We present here, and make freely available online [13, 14], an integrated set of analytical strategies for processing raw colony array images from E-MAP [5] and SGA experiments to extract reproducible, quantitative measures of epistasis. Our analytical strategies were developed in parallel to the creation and study of E-MAP data for the early secretory pathway (ESP) in Saccharomyces cerevisiae [5], and these data were used as a test for our methods. We are presently applying our methods to additional logically selected subsets of genes; however, all results presented in this paper arise from analysis of the ESP data. E-MAP experiments intrinsically include two measurements of each genetic interaction based on distinct constructions of each mutant strain, and so from our measurements we can compute intrinsic estimates of measurement error and provide a natural estimate of the confidence with which genetic interactions can be assigned. In addition, we develop techniques and algorithms for using these quantitative epistasis measurements to derive detailed information about the functional relationships between pairs of genes, the general functional process a gene participates in, and the relationships between distinct functional processes within a cell.

Results and discussion

Processing raw SGA data

The utility of large-scale interaction data sets is highly dependent on the confidence that can be assigned to their results. Additionally, gene-gene interaction measurements have typically been scored as all or nothing phenomena, while, in fact, a continuum of genetic interaction strengths exists.
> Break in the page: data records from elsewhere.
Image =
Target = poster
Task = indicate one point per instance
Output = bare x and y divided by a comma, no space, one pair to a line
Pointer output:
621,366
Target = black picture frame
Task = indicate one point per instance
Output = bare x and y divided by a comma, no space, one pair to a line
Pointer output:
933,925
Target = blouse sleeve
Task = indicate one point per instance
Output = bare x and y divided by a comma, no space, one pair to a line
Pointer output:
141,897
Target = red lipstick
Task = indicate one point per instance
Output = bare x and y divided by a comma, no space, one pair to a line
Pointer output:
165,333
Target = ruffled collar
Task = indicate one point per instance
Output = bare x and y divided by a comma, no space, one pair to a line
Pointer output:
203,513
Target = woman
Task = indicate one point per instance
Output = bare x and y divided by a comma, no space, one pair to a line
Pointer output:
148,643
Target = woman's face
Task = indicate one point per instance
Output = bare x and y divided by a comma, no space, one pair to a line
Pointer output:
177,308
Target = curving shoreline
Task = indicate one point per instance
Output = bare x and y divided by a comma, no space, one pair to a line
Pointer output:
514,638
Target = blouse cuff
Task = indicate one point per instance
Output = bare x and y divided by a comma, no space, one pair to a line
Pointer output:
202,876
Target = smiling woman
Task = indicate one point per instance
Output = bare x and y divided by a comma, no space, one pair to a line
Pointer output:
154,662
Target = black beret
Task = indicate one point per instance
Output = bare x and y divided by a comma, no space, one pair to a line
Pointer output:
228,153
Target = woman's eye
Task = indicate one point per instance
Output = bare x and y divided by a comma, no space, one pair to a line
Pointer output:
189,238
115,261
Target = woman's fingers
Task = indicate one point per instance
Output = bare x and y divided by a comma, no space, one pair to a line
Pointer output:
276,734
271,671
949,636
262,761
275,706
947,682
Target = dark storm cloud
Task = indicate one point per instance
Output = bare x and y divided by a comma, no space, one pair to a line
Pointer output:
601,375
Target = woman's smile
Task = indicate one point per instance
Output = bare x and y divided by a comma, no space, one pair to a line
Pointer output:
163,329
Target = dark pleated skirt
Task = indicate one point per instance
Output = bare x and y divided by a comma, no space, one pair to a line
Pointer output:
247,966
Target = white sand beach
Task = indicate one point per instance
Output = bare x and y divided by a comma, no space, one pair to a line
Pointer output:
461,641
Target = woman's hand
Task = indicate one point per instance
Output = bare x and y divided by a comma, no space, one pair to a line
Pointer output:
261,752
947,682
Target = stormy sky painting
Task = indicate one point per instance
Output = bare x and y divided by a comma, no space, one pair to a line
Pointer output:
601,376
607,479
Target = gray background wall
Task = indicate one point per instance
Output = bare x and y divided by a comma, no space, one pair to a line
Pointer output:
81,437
The extra information contained in the varying strengths of genetic interactions may be extremely useful for teasing apart the organizational structure of the cell and for determining gene functions. In fact, efforts to take advantage of the quantitative nature of chemical-gene interactions have already proven useful [1517]. We present here a new method for the processing and error-correcting of data from one large-scale genetic interaction measurement technique, the SGA method and its variation (E-MAP). The strategy can be visualized using a flow-chart (Figure 1a). Our data processing results in significantly lower error rates and more quantitative data than previous implementations of SGA techniques, and, specifically, it produces more reproducible scores than a standard t-test scoring of genetic interactions using the same raw data (see below).

Figure 1
figure 1

Overview of scoring procedure. (a) Schematic of the procedure used for generating interaction scores from jpeg images of double mutant yeast strain colonies. (b) A representative image of colonies of haploid double mutant yeast strains arising from the mating of one NAT-marked mutant strain to an array of 384 KAN-marked mutant strains, followed by sporulation and a selection process. (c) Median interaction scores as a function of the distance in kilobases between genes. All analysis shown is performed on data from Schuldiner et al. [5].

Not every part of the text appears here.